LSE/HKEX: bid rings wrong bells
London investors sent a message to Hong Kong Exchanges & Clearing on Wednesday: “Pull the other one – it’s got bells on”. That old British expression of disbelief was apparent in the feeble 5 per cent jump in the London Stock Exchange’s shares. HKEX hopes to buy LSE for an enterprise value of £31.6bn. If this was likely to succeed, shares should have jumped by the 23 per cent premium offered.
The world’s great bourses are national institutions, or at least civic ones. Takeovers and mergers typically fail for this reason. The bosses of exchange groups – whose real businesses these days are data, clearing and derivatives – should not fool themselves otherwise. Thanks to Brexit, the UK government is in chaos. Even so, it cannot meekly nod this takeover through.

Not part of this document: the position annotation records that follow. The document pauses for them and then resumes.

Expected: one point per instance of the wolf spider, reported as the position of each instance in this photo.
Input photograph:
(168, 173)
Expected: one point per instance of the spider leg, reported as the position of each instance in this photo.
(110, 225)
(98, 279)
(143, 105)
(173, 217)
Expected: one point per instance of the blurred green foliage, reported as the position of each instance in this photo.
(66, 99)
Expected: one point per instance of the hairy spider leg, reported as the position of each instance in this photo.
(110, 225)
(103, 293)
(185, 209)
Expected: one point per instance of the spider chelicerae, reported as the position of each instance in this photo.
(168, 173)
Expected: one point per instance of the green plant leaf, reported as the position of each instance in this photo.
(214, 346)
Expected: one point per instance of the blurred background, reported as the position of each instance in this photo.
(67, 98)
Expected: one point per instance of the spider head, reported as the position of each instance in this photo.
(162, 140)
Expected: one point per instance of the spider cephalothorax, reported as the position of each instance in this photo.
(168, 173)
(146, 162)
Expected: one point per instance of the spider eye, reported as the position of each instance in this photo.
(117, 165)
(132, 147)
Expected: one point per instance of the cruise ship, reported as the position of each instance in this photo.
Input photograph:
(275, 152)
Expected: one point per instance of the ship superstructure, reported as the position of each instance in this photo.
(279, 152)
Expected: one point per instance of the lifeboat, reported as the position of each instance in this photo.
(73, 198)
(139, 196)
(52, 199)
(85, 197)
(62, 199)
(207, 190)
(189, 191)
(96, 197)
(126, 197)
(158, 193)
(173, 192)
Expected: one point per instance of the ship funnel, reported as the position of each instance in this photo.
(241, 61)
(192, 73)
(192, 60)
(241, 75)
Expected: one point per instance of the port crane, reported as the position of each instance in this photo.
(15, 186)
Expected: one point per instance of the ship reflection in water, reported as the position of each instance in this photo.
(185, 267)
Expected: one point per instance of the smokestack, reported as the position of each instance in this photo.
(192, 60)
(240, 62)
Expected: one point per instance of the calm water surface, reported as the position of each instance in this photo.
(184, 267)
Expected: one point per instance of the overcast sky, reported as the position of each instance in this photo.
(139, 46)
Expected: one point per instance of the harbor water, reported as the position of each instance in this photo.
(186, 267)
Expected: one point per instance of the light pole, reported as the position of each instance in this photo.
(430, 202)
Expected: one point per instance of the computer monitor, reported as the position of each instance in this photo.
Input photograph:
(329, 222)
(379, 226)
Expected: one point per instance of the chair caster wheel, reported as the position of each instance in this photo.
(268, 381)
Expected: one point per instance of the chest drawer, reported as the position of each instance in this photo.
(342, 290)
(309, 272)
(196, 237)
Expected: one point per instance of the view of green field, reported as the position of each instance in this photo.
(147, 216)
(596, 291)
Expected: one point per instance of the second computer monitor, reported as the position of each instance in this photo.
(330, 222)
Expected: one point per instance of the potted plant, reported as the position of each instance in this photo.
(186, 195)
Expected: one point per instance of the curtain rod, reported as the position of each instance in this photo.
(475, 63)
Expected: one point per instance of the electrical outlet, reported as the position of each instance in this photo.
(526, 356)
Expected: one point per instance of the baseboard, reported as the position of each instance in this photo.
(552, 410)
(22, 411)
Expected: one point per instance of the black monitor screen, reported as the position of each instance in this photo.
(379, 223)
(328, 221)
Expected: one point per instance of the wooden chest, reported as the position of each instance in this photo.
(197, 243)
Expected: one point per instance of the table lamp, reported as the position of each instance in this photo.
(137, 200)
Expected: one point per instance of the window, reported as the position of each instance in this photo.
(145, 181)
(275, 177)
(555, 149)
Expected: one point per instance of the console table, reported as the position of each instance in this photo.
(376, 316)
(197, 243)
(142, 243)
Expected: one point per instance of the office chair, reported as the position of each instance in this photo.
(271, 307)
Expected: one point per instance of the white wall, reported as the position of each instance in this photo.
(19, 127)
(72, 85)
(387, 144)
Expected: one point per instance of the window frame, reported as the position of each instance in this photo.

HKEX is both too close to China and too divorced from it. As a big business based in a troubled autonomous territory, HKEX is more exposed to the hostility of the Chinese government than to its lucrative favour. The US may object to the deal on security grounds, even if the UK does not.
The attractions for HKEX boss Charles Li are clear. The takeover would create a new conduit for east and west to exchange capital, information and securities. It would dilute Chinese political risks borne by his business. Returns would surely beat those achieved by HKEX on its overpriced £1.4bn acquisition of the London Metal Exchange in 2012.
HKEX is offering £83.6 per share, a steep 26 times forward multiple of enterprise value to ebitda. But that is more affordable than it looks. First, sterling is weak. Second, HKEX could save hefty costs. Cash intended to cover an overhaul of creaky trading systems would instead help pay for a target with superior IT.
But cash constitutes less than quarter of the price. The rest is in HKEX’s volatile stock. This has been buoyed by fees from a slew of big floats that civil unrest imperils. Meanwhile, LSE shares have surged in response to its $27bn agreed bid for data and trading group Refinitiv. HKEX would only bid for LSE if this popular deal was dropped.
Sadly, Hong Kong unrest means HKEX looks more like a refugee than a gatekeeper to fast-growing Asia. As things stand, its bid approach for LSE is uncompelling.